『映画ちいかわ 人魚の島のひみつ』が公開20日で興行収入80.7億円を記録した。語られているのは救われない結末だけではない。SNSで名前が繰り返し挙がるのが、本筋にほとんど関わらないくりまんじゅうである。島の裏側で焼きそばとビールを楽しみ、二日酔いになり、シーサーに介抱され、バカンスを満喫していた一人だ。乾杯したい、あのパートがあるから本筋が際立つ——脇にいたはずのキャラクターが、なぜここまで語られるのか。

くりまんじゅうの人気は映画で生まれたものではない。LINEリサーチが公開前の7月上旬に実施した調査では、作品を「よく知っている」層に限ると、好きなキャラクターの4位に入る。本筋を動かさないキャラクターが、主要3人に続く。3月にはモノ雑誌の付録にスキットルのセットが選ばれてもいた。深く知る人ほど推しが分散し、その受け皿になってきた。

映画で変わったのは、同時進行の見え方だ。ちいかわたちがセイレーンと対峙している間、くりまんじゅうは二日酔いで寝込み、シーサーがゆし豆腐を作って介抱している。この配置は原作から仕込まれているが、週ごとに分断される連載では別の回として処理される。99分続く映画では、同じ島の同じ時刻に流れる二つの時間になる。逃げ場のなさが際立つのは、逃げている側が画面にいるからだ。

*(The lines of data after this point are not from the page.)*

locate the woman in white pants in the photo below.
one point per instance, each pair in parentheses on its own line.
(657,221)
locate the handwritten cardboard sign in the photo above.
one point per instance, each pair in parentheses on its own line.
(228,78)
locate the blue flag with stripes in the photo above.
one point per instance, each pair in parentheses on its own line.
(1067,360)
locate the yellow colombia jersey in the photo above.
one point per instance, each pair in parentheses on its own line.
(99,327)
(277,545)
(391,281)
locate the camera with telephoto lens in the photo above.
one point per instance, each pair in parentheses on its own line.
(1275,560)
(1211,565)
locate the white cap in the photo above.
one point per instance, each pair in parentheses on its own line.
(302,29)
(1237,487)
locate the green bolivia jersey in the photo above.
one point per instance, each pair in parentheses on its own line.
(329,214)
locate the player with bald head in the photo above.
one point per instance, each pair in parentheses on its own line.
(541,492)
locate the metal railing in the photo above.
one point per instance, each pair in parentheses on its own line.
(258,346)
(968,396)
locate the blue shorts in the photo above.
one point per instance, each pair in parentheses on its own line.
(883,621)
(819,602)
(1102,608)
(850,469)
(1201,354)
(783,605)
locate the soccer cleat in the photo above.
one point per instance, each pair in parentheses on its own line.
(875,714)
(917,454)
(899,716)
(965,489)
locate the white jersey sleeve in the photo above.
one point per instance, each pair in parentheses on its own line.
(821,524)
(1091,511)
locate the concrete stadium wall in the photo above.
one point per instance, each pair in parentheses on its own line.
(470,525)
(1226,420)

もう一つは、労働の外にいることだろう。『ちいかわ』の世界では草むしりも討伐も報酬に直結し、酒を飲むことにすら資格がいる。そのなかでくりまんじゅうは、資格を取ったうえで堂々と降りている。一緒に乾杯したい、親近感を覚えるという反応が並ぶのは、キャラクターへの好意に加え、降りていい時間への願望に近いのではないか。